= William Callyhan Robinson =

American jurist and academic

William Callyhan Robinson (born 26 July 1834, at Norwich, Connecticut; d. 6 November 1911, at Washington, D.C.) was an American jurist and academic.

==Life==

After studies at Norwich Academy and Williston Seminary, he matriculated at Wesleyan University in 1850, leaving the college at the close of his sophomore year in 1852. Subsequently, Robinson entered Dartmouth College, graduating from the latter institution in 1854 (at the age of 20).
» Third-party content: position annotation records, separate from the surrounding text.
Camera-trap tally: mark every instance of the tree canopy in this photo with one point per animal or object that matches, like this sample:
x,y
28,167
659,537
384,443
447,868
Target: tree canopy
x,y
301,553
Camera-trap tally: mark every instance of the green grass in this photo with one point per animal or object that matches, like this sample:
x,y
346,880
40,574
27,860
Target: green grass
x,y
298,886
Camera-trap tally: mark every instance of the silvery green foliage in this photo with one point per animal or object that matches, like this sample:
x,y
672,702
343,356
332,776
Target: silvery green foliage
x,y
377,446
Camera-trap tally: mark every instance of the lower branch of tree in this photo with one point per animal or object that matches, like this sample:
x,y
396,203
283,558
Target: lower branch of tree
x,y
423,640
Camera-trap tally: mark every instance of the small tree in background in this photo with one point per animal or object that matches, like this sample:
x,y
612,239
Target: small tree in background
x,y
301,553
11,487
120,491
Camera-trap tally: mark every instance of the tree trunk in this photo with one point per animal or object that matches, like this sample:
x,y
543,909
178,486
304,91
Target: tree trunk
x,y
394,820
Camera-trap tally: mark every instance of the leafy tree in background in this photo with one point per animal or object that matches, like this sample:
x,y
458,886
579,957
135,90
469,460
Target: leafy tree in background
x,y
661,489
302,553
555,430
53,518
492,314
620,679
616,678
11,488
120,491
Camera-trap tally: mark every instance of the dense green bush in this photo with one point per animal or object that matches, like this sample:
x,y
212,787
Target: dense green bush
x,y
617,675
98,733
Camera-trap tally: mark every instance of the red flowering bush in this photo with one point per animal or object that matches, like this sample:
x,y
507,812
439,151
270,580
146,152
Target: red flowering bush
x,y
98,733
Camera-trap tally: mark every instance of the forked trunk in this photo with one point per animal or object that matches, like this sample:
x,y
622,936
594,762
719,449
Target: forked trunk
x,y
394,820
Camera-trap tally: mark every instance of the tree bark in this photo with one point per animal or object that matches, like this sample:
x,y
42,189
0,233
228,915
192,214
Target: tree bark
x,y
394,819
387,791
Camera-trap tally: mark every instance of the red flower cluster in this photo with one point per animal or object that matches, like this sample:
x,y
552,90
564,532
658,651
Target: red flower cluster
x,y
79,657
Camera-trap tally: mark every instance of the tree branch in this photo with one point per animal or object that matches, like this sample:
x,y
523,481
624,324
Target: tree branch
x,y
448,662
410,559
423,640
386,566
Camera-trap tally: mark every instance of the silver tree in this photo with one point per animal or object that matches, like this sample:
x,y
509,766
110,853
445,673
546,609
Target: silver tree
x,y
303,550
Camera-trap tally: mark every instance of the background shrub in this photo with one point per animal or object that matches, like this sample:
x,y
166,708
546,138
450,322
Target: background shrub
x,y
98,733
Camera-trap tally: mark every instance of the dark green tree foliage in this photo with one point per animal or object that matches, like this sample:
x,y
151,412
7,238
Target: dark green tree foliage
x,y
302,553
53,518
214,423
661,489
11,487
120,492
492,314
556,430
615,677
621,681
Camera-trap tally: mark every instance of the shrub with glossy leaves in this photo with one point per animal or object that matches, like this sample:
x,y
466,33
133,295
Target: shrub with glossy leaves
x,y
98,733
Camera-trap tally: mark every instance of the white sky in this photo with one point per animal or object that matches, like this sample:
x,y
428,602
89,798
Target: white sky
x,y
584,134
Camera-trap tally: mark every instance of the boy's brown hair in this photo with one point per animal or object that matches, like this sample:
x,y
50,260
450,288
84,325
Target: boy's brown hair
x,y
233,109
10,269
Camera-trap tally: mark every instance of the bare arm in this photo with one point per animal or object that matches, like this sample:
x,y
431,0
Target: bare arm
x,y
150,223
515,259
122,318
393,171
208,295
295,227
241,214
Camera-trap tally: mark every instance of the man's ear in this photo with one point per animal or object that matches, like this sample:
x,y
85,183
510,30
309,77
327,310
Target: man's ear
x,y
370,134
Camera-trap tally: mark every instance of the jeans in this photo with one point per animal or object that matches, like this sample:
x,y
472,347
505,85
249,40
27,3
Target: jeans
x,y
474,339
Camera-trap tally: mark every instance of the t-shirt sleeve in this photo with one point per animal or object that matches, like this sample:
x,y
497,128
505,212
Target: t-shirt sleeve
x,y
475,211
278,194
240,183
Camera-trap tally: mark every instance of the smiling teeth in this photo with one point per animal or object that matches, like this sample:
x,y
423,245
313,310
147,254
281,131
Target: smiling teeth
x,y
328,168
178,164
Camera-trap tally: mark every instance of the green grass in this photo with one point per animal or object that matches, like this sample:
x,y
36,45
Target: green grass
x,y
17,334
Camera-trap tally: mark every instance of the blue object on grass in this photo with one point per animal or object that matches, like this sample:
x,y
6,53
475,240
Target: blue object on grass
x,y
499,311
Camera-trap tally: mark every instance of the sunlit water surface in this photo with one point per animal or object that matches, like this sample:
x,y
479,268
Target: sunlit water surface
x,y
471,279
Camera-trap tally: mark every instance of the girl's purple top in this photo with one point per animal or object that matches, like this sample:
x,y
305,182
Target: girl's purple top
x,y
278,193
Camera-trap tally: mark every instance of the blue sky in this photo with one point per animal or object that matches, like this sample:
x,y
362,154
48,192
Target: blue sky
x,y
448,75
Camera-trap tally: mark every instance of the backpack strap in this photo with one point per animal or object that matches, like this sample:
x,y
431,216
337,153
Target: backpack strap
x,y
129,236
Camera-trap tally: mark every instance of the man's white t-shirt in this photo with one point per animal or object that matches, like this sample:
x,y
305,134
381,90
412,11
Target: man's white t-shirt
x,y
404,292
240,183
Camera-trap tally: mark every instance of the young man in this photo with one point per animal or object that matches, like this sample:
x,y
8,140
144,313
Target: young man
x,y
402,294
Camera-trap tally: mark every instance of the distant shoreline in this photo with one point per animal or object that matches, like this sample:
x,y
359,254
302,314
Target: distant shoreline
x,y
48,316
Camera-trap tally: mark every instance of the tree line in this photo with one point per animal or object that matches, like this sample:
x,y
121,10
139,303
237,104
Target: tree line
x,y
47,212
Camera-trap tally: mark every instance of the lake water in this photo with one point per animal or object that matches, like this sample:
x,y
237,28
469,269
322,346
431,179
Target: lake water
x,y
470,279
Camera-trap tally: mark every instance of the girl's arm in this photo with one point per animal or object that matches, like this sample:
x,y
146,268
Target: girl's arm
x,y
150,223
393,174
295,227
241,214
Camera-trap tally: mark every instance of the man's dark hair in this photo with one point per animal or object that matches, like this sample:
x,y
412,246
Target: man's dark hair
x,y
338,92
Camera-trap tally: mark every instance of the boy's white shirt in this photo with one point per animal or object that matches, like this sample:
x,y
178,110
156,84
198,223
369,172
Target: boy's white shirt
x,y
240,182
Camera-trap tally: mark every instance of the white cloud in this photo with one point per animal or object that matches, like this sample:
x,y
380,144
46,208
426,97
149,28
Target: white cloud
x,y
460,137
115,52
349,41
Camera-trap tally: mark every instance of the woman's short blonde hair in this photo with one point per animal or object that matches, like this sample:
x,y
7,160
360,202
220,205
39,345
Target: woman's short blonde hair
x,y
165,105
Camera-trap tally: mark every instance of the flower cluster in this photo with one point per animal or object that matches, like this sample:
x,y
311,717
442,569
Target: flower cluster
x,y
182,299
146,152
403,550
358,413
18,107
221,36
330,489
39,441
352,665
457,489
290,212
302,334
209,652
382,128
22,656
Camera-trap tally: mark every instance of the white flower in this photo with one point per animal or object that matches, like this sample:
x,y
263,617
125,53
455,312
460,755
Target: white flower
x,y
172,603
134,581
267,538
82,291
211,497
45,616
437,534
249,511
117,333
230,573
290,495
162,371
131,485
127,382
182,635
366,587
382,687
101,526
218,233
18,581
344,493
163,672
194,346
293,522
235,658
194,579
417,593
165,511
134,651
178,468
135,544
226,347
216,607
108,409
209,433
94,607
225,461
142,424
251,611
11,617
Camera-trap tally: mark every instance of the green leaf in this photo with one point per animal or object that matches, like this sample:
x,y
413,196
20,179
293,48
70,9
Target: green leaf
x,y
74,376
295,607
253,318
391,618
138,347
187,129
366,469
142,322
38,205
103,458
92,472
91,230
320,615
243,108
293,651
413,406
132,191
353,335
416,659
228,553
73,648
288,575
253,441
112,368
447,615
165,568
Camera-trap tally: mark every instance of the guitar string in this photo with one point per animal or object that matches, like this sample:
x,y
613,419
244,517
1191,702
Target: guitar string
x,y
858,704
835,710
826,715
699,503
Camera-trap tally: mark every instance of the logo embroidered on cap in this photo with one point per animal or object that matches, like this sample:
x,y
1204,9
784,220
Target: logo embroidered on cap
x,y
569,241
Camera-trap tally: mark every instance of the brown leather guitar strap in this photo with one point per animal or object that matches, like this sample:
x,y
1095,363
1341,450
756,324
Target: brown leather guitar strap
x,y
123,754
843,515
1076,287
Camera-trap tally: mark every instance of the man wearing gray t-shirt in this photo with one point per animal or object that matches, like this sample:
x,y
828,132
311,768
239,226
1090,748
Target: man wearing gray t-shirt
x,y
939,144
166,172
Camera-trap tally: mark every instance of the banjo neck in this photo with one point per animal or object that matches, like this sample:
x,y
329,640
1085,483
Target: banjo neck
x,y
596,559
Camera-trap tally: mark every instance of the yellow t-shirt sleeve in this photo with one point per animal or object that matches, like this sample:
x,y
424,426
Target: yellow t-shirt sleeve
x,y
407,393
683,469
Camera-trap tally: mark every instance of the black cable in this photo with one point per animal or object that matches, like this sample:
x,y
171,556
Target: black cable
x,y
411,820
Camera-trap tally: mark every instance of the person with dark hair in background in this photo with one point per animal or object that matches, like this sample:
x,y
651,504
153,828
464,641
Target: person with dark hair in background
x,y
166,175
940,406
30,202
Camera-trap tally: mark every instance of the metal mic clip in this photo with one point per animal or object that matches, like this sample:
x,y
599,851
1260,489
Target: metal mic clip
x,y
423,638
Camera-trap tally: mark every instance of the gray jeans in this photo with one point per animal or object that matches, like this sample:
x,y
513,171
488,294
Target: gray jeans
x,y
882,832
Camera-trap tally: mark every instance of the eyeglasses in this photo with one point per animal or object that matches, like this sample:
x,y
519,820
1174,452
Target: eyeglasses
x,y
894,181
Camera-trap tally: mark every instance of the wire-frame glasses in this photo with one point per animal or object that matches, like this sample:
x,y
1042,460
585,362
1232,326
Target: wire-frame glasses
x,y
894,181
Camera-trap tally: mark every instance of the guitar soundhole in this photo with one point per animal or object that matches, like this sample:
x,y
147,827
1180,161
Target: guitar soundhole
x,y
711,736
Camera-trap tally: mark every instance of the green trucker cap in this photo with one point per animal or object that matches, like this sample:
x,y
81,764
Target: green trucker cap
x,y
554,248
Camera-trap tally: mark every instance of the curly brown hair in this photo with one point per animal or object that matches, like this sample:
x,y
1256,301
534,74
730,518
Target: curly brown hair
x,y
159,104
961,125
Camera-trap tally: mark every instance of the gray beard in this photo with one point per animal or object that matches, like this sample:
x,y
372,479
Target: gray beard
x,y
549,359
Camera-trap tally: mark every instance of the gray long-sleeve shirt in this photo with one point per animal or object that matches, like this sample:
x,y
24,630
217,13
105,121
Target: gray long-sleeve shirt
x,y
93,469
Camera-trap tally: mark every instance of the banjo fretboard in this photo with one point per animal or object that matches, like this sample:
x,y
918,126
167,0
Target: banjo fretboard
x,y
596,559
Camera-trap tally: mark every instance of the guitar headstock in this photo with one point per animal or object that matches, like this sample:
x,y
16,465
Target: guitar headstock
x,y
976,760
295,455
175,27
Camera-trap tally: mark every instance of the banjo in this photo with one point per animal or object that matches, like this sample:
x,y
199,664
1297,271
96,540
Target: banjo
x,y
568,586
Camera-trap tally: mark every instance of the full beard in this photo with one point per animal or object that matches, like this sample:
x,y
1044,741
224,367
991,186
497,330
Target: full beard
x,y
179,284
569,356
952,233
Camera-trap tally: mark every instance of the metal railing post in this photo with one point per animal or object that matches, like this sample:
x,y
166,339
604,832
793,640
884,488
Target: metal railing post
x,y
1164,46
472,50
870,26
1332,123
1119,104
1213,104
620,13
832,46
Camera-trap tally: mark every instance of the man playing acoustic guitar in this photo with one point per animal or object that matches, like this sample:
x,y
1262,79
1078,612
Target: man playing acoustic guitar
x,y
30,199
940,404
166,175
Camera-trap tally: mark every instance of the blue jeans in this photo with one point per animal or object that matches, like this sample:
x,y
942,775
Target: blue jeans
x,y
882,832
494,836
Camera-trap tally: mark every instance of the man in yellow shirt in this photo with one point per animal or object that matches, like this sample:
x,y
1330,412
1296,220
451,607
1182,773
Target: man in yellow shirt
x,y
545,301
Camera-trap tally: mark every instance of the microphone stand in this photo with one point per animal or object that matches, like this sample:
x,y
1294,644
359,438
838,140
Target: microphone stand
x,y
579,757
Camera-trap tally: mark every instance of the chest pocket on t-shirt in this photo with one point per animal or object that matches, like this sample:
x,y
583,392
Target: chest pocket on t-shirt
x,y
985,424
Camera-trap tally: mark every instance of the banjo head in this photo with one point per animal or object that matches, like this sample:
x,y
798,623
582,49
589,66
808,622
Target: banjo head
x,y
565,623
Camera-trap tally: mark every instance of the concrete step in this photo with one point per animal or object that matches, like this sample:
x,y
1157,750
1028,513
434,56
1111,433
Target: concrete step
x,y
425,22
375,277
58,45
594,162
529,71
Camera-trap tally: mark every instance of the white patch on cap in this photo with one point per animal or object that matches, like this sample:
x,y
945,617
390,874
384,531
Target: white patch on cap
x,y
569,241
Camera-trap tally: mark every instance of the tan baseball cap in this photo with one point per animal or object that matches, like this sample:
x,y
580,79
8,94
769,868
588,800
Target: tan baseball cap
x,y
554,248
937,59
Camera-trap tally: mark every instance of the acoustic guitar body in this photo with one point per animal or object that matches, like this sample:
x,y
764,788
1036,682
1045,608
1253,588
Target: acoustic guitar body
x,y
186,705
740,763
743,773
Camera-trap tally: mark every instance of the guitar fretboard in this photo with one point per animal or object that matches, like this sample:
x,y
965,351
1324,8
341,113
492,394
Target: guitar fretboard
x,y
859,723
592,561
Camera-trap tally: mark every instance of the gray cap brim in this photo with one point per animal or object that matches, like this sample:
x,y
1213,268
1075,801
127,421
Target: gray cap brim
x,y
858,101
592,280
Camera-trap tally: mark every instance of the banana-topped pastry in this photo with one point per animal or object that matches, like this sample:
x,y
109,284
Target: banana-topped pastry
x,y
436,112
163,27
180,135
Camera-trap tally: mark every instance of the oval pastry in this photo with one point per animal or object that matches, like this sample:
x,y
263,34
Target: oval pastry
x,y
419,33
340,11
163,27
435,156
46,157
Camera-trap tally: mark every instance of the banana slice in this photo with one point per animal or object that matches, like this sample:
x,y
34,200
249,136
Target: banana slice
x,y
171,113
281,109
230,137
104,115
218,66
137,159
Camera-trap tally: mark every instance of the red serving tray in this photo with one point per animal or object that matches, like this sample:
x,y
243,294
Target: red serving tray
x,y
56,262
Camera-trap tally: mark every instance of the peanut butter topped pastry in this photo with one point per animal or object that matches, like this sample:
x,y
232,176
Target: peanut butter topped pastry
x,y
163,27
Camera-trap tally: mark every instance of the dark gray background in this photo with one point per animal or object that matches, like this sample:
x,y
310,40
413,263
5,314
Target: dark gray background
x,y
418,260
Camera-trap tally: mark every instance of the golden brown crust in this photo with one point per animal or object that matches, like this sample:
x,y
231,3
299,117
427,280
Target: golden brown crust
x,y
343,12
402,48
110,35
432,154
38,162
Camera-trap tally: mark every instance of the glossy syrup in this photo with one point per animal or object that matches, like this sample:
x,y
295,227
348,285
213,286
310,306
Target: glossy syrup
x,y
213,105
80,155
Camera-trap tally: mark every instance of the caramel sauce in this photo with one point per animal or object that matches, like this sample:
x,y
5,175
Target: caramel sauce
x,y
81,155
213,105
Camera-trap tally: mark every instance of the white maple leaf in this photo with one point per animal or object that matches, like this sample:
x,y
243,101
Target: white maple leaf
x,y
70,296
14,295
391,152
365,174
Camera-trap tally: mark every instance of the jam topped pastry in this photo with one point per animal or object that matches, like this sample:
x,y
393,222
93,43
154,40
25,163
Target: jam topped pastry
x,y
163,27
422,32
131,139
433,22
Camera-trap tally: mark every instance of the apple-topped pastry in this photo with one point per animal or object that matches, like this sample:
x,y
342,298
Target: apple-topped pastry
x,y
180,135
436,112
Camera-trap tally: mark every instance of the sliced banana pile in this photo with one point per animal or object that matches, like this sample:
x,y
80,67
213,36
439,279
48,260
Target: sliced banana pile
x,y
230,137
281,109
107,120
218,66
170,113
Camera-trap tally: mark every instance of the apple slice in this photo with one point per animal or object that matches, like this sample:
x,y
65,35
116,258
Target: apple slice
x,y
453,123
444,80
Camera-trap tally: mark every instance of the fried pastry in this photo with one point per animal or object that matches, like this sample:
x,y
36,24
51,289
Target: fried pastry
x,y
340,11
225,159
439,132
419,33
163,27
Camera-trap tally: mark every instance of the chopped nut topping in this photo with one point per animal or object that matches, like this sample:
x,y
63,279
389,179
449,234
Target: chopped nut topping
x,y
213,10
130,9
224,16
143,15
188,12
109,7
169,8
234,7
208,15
He then entered the Theological Seminary of the Protestant Episcopal Church, and graduated in 1857. Ordained to the Episcopalian ministry, he served first at Pittston, Pennsylvania (1857-8), and then at Scranton, Pennsylvania (1859–62). After a religious conversion, he was received into the Catholic Church in 1863.

He was admitted to the Bar in 1864, and was lecturer and professor in law at Yale University (1869–95). For two years (1869–71) he was judge of the City Court and later (1874-6) judge of the Court of Common Pleas at New Haven, Conn. In 1874 also he served as member of the Legislature.

From Dartmouth College he received (1879) the degree LL.D., and from Yale University the degree M.A. (1881). In 1895 he was appointed professor in the Catholic University of America, where he organized the School of Social Sciences and remained as Dean of the School of Law, Columbus School of Law, until his death (1898–1911).

==Works==

Besides articles contributed to various periodicals, he wrote:

- "Life of E. B. Kelly" (1855);
- "Notes of Elementary Law" (1876);
- "Elementary Law" (Boston, 1876);
- "Clavis Rerum" (1883);
- "Law of Patents" (3 vols., Boston, 1890);
- "Forensic Oratory" (Boston, 1893);
- "Elements of American Jurisprudence" (Boston, 1900).

==Family==
He married 2 July 1857, Anna Elizabeth Haviland and, 31 March 1891, Ultima Marie Smith.